Major Caldwell waved Jethro’s words away. ‘Thee had best get on, lad, iffen thee’s to ha’ time to spend that this day.’
Ward saw the puzzlement deepen in the young man’s eyes and explained, ‘You are being allowed a two-day furlough, corporal.’ He went to the desk at the far end of the room and returned with a leave pass. He handed it to Jethro and then took another guinea from his waistcoat pocket and gave the young man that also. ‘You may spend the time in Portsmouth town, or remain here in the barracks, if you prefer. This other guinea is from the company funds. I feel that you have well earned it by bringing such credit to us yesterday.’
Jethro again thanked him.
‘Go on wi’ thee now, lad. Or thy furlough will be finished afore thee leaves this damned room.’ Caldwell dismissed him, and Jethro went from the casemate.
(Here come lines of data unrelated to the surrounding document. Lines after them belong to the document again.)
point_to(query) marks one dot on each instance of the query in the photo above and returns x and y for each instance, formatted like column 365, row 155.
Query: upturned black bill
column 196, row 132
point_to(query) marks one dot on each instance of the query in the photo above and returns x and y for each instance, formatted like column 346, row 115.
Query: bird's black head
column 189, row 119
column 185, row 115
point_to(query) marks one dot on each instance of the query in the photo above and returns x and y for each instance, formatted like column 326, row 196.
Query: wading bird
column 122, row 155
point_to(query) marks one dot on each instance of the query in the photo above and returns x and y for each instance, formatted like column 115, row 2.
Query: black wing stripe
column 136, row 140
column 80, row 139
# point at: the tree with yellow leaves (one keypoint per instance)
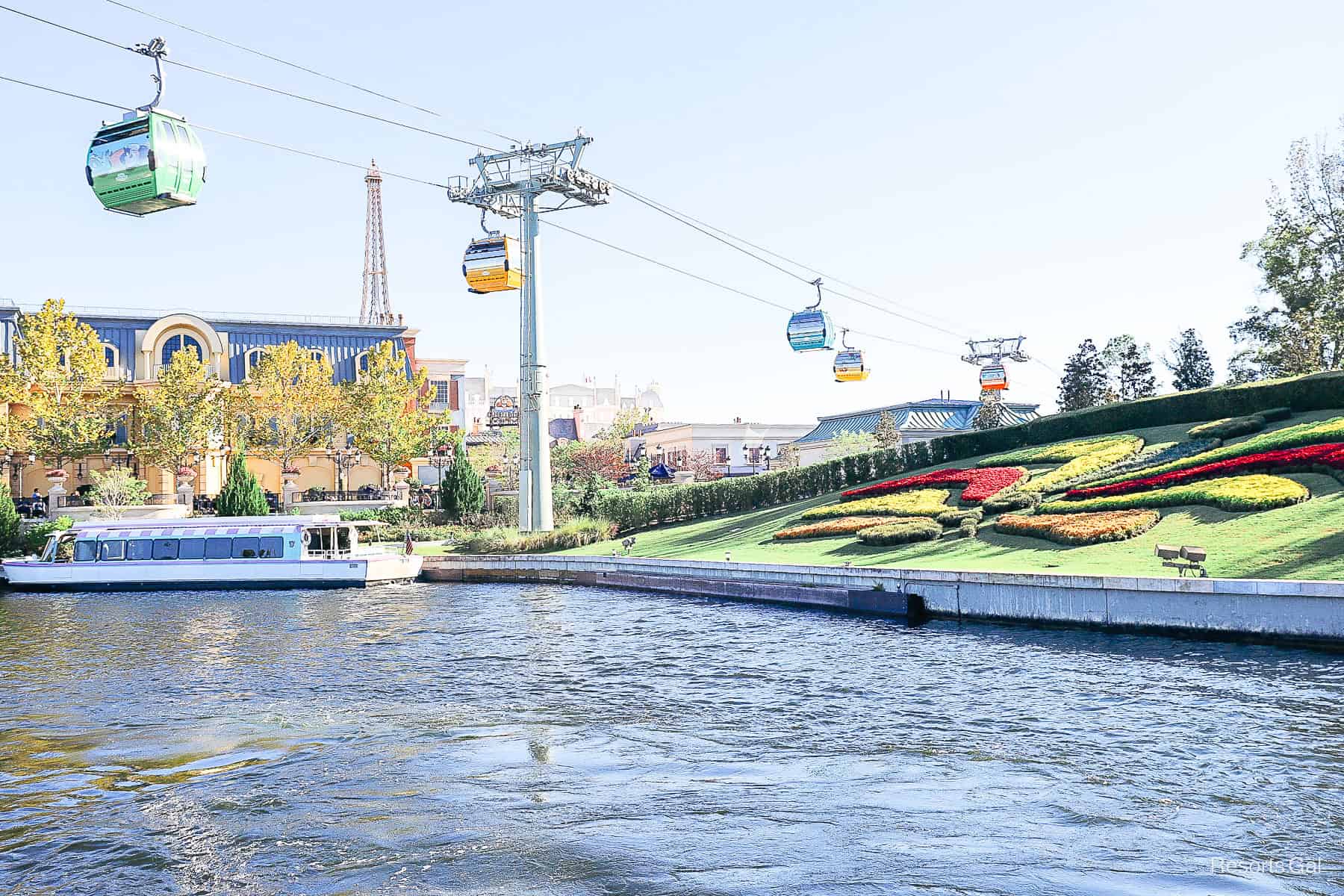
(382, 410)
(289, 405)
(72, 413)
‘He’s a mannerly, well-spoken fellow,’ David observed. ‘He could almost pass for a gentleman.’
Ward nodded. ‘Yes, so he could. Yet he was ’listed from the town lock-up in Kidderminster, together with a man called Turpin Wright . . . who is a double dyed-in-the-wool rogue, if I ever saw one.’
Major Caldwell laughed gruffly. ‘’Pon my soul, Ward! How many of our soldiers and sailors are recruited from the gaols. I wish I had a penny-piece for every man that comes to the colours wi’ the gaol stink on him, I’ll take me oath I do.’
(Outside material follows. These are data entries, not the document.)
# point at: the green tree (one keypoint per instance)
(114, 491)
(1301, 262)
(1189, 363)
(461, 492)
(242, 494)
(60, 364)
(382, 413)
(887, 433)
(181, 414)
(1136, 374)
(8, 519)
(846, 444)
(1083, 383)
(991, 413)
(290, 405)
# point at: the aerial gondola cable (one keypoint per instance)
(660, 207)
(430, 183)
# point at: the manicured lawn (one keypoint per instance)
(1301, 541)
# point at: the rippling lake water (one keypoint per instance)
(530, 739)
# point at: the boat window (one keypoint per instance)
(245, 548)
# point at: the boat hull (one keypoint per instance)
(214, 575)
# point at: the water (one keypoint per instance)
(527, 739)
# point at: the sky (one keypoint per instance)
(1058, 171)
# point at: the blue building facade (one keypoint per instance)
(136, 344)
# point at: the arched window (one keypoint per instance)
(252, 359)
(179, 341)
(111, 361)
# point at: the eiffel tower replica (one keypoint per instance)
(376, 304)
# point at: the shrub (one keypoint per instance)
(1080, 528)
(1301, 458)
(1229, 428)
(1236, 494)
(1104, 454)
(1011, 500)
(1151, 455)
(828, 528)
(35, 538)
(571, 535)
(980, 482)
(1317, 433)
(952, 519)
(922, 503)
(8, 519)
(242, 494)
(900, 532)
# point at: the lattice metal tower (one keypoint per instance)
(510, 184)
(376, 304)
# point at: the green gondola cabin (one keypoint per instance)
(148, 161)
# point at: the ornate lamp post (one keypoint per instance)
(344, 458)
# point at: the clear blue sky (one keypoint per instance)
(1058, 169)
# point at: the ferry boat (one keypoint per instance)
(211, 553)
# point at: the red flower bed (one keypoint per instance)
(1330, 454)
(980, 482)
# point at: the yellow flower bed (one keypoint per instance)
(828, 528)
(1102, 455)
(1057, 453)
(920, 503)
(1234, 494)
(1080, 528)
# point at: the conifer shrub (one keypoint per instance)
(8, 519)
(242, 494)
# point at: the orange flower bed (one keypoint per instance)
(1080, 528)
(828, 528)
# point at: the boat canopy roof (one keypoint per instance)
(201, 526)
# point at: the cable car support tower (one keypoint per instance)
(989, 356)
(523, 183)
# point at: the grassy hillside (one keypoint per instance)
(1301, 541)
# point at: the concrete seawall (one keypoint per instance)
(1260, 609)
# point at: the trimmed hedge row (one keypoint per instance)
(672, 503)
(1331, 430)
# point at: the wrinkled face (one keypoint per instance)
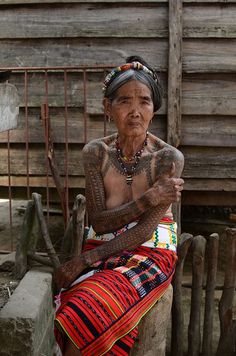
(131, 109)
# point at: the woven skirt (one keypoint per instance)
(100, 312)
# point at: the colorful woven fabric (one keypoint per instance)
(100, 313)
(164, 236)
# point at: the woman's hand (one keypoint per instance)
(168, 188)
(67, 273)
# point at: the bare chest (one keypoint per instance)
(120, 188)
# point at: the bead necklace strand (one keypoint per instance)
(136, 158)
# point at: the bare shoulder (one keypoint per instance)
(97, 148)
(165, 155)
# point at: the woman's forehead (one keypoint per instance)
(134, 87)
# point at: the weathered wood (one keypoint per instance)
(227, 341)
(9, 109)
(40, 181)
(75, 129)
(209, 198)
(40, 259)
(201, 162)
(211, 94)
(44, 230)
(175, 73)
(85, 51)
(73, 238)
(194, 333)
(212, 256)
(199, 56)
(153, 327)
(226, 185)
(209, 162)
(209, 56)
(198, 130)
(177, 331)
(27, 240)
(85, 20)
(78, 216)
(11, 2)
(208, 21)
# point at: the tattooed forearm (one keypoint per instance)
(130, 239)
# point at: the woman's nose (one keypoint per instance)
(135, 111)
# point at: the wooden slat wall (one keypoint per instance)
(61, 33)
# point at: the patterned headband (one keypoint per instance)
(125, 67)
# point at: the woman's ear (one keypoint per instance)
(107, 107)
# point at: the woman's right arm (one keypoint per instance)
(104, 220)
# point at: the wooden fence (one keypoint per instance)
(191, 43)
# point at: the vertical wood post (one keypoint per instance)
(227, 340)
(212, 256)
(194, 334)
(177, 332)
(174, 73)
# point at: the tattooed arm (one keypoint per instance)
(104, 220)
(134, 237)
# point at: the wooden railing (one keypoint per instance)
(201, 252)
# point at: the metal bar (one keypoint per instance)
(26, 132)
(66, 145)
(9, 187)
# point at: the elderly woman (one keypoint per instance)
(132, 177)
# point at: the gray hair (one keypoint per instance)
(132, 74)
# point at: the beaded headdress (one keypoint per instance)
(134, 65)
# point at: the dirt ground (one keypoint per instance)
(8, 240)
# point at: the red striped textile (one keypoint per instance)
(101, 313)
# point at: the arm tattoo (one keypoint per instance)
(104, 220)
(130, 239)
(148, 220)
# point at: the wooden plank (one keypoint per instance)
(191, 185)
(83, 51)
(174, 73)
(212, 94)
(209, 198)
(37, 161)
(12, 2)
(203, 162)
(212, 258)
(209, 55)
(209, 95)
(194, 334)
(42, 181)
(95, 127)
(209, 21)
(56, 92)
(209, 162)
(85, 20)
(177, 331)
(224, 185)
(203, 130)
(227, 340)
(9, 109)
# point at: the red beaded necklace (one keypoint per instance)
(129, 172)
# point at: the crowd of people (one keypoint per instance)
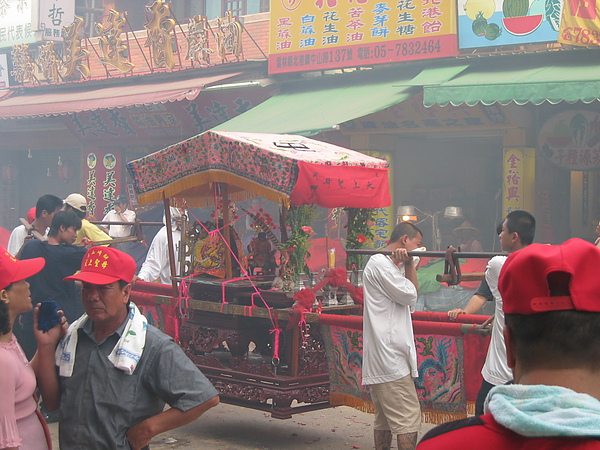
(69, 331)
(92, 355)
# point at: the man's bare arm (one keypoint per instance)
(141, 434)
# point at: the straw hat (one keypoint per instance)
(466, 225)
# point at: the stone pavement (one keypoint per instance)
(229, 427)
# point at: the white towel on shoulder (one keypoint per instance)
(124, 356)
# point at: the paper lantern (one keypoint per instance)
(66, 171)
(9, 172)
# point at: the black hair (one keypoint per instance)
(65, 219)
(78, 213)
(403, 228)
(556, 340)
(122, 200)
(499, 228)
(48, 203)
(522, 223)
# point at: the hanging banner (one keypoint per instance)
(486, 23)
(103, 180)
(330, 34)
(519, 179)
(4, 81)
(385, 218)
(571, 139)
(580, 23)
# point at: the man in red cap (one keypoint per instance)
(115, 371)
(552, 309)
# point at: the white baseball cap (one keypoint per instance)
(77, 201)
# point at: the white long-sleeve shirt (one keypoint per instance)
(157, 259)
(16, 240)
(389, 351)
(119, 230)
(495, 370)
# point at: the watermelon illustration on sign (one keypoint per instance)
(520, 18)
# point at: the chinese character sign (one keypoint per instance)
(518, 179)
(325, 34)
(103, 181)
(571, 139)
(385, 218)
(54, 15)
(580, 23)
(16, 22)
(4, 81)
(486, 23)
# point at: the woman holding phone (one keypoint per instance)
(21, 425)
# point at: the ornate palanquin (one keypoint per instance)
(256, 353)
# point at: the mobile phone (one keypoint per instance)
(48, 316)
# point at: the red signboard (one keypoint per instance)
(103, 180)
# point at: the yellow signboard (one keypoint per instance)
(519, 179)
(326, 34)
(580, 23)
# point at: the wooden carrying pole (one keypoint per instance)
(224, 189)
(167, 205)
‘I have to agree with you, sir,’ David smiled. ‘A good half of my men in the Peninsula were old acquaintances of the turnkeys. But they made good fighting soldiers, for all that. Though it took a deal of flogging to keep them under control, especially when there was drink to be had.’
‘I don’t doubt the truth of your words, my boy,’ Ward said seriously. ‘But there are times when I wish the army’s recruits could be found from a better class of men . . . Then perhaps we could treat them a little more humanely than we do.’
‘Amen to that,
Ward,’ Caldwell agreed fervently. ‘For I grow sick o’ spending so much o’ my time on flogging parades. I could put that time to better use. But then, think of the scum we have to deal with. A good lashing’s the only way to discipline the buggers . . .’
‘With respect, sir,’ David said, ‘I feel that there are other ways.’
‘What ways would they be?’ the major came back at him.
‘We could try and give them back their self-respect,’ the lieutenant said firmly. ‘And begin by treating them humanely and justly. I know that there are many rogues who come to the army, and this is one thing I fail to see the sense in. Why permit the known bad lots to enlist to start with?’
The major threw back his head and roared with laughter.
‘That’s easy answered, young ’un,’ he said, when he had recovered sufficiently to speak, ‘there’s no other buggers will come forward to do so . . .’
To this statement David could find no short answer, so he let the subject drop.
*
Jethro, dressed in his full regimentals, but without accoutrements other than his bayonet, and wearing a porkpie forage cap, walked out of the Land Gate, his spirits lightening with every step. All around the ditches and outer earthworks of the fort, civilian convicts and squads of prisoners-of-war were forming up to begin their day’s toil, under the watchful eyes of fully armed veterans and militiamen. To overawe the newly arrived and potentially rebellious foreign prisoners still further, cannons had been dragged to various points and placed so that the canisters of grape-shot they were loaded with could sweep the whole length of the ditches where the majority of prisoners would be working.